Un : Définition de la fonction anonyme
liste_paramètres lambda : expression
Deux : Expression ternaire
Le résultat renvoyé lorsque la condition est vraie si jugement conditionnel Sinon Le résultat renvoyé lorsque la condition est fausse
Trois : map
map(func(arg1, arg2...), list1_arg1, list2_arg2), exécute le précédent sur l'entrée de la liste plus tard. Fonction (cartographie mathématique)
4 : réduire
reduce(func(arg1, arg2...), list1_arg, init_value), calcul continu, appel continu d'expression lambda
Cinq : filter
filter(func(arg1, arg2...), list1_arg1) Lorsque les conditions sont remplies, les données seront filtrées !
6 : Programmation fonctionnelle et programmation impérative
def if --else for map reduce filter lambda
L'idée de programmation fonctionnelle. . . .
L'idée de programmation impérative. . . .
La programmation fonctionnelle concerne le mappage des données, tandis que la programmation impérative concerne les étapes pour résoudre les problèmes
Programmation fonctionnelle :
(1) fait référence à fonctions et autres Les types de données sont les mêmes et sont sur un pied d'égalité. Ils peuvent être affectés à d'autres variables, utilisés comme paramètres, transmis à une autre fonction ou utilisés comme valeur de retour d'autres fonctions.
(2) Utilisez uniquement "expression" au lieu de "déclaration"
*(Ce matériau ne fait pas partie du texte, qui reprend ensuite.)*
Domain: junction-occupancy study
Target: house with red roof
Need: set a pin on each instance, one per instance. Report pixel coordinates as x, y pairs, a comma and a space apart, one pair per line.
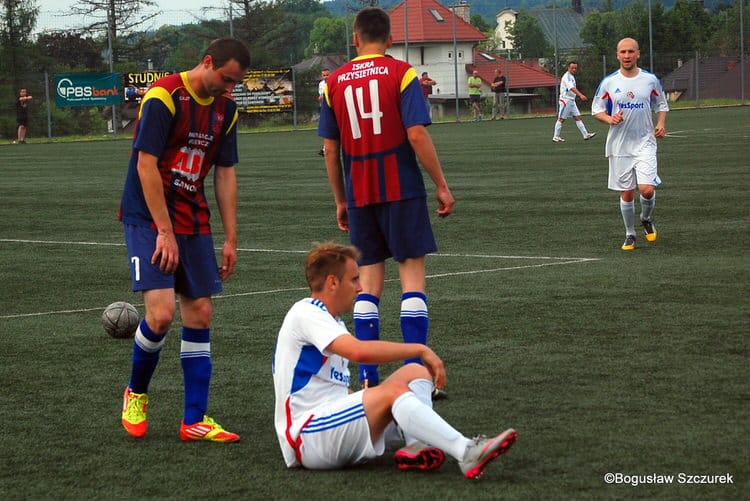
431, 38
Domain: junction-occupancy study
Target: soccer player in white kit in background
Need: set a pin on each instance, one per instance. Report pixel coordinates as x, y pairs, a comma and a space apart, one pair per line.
568, 107
626, 100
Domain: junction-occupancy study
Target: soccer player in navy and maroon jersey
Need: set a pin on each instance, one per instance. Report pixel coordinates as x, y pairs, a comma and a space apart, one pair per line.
374, 114
187, 123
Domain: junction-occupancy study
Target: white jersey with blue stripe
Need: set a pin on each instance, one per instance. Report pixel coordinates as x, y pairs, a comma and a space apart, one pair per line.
638, 98
567, 84
305, 375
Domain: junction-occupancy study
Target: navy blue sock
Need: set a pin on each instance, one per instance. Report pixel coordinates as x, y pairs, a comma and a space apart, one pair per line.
195, 358
414, 320
367, 328
146, 350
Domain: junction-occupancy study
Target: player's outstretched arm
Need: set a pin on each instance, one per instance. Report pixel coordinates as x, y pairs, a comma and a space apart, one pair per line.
424, 148
225, 188
166, 251
380, 352
332, 152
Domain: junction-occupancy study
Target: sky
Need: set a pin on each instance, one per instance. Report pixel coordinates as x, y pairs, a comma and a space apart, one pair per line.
52, 13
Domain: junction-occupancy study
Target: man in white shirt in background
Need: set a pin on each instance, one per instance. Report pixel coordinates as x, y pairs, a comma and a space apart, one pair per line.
626, 100
568, 107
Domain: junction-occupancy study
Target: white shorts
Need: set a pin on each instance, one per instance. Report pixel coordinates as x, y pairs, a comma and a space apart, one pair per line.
568, 109
626, 173
339, 435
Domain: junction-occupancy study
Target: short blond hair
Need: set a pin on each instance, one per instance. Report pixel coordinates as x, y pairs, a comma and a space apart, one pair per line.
327, 258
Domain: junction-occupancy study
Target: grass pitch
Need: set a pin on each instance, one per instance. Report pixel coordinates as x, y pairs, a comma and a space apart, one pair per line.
605, 361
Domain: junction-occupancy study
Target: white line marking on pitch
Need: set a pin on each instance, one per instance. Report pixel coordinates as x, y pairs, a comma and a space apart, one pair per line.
556, 261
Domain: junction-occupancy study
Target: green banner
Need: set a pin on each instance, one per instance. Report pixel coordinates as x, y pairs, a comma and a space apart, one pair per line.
87, 89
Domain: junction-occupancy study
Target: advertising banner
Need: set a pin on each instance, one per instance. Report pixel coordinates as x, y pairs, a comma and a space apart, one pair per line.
87, 89
136, 84
265, 91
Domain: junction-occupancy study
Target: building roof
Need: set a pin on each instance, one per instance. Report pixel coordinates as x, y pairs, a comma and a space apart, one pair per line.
563, 24
518, 74
429, 21
330, 62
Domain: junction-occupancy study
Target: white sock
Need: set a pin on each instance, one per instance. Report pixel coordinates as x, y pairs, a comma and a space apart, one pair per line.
647, 207
422, 388
628, 216
421, 422
581, 127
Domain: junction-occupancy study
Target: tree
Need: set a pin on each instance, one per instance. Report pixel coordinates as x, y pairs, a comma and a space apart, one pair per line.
479, 23
17, 22
687, 27
113, 16
328, 36
70, 50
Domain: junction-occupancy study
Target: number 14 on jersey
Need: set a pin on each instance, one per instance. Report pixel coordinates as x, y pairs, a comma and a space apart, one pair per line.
357, 111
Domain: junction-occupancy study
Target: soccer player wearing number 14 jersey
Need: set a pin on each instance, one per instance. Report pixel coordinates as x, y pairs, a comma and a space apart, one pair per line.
373, 114
186, 125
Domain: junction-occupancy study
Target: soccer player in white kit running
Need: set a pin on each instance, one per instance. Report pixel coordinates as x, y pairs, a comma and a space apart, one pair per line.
626, 100
568, 107
320, 424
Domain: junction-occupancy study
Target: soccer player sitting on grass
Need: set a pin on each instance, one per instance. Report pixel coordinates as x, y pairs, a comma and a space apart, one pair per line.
320, 424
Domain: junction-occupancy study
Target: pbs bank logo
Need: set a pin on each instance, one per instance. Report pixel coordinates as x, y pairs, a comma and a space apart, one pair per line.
71, 91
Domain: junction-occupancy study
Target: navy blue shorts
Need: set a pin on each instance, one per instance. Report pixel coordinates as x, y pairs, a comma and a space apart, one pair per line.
197, 274
400, 230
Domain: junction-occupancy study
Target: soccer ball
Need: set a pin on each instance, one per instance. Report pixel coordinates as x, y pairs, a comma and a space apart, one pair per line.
120, 319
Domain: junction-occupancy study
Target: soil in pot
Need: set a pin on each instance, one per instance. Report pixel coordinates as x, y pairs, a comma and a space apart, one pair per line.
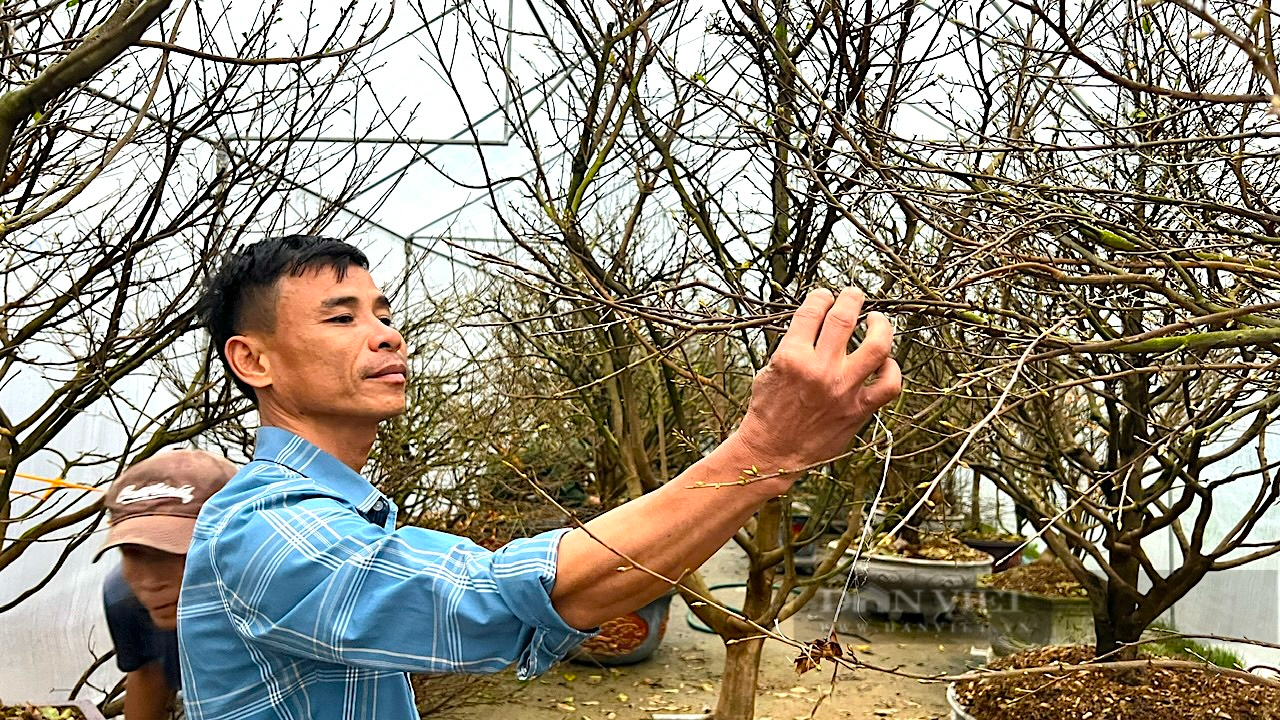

from functools import reduce # ----------------------------------------------------------------# # 匿名函数的定义 # ----------------------------------------------------------------# def add(x, y): """ add x and y :param x: x can be str or num :param y: y can be str or num :return: x+y """ return x + y # lambda parameter_list: expression user_sum = lambda arg1, arg2: arg1 + arg2 my_sum = user_sum(2, 2) print(my_sum) # ----------------------------------------------------------------# # 三元表达式 # ----------------------------------------------------------------# a, b = 1, 2 r = a if a > b else b print(r) # ----------------------------------------------------------------# # map(func, list),对后面输入的list分别执行前面的函数(数学的映射) # ----------------------------------------------------------------# myListMap1 = [1, 2, 3, 4] myNewListMap1 = map(lambda x: x ** 2, myListMap1) # 返回为map类型的数据结构 print(type(myNewListMap1)) print('myNewListMap1:', list(myNewListMap1)) # 转换为list # 两个或者多个参数的map函数的使用 # 当两个参数种元素的个数不相同的时候会截断 myListMap2 = [1, 2, 3, 4] myNewListMap2 = map(lambda x, y: x + y, myListMap1, myListMap2) print('myNewListMap2:', list(myNewListMap2)) # ----------------------------------------------------------------# # reduce(func, list)连续计算,连续调用lambda表达式 # ----------------------------------------------------------------# myListReduce = [1, 2, 3, 4] # 把list中的值一个一个放进lambda中 r = reduce(lambda x, y: x + y, myListReduce) print(r) # 对第一个函数参数进行初始化 r = reduce(lambda x, y: x + y, myListReduce, 10) print(r) # filter myListFilter = [3, 5, 6, 7, 8, 9, 10] myNewListFilter = filter(lambda x: x % 2 == 1, myListFilter) print('myNewListFilter:', list(myNewListFilter)) list_x = [1, 1, 0, 0] filter_list = filter(lambda x: True if x == 1 else False, list_x) print(list(filter_list))
Ce qui précède est le contenu détaillé de. pour plus d'informations, suivez d'autres articles connexes sur le site Web de PHP en chinois!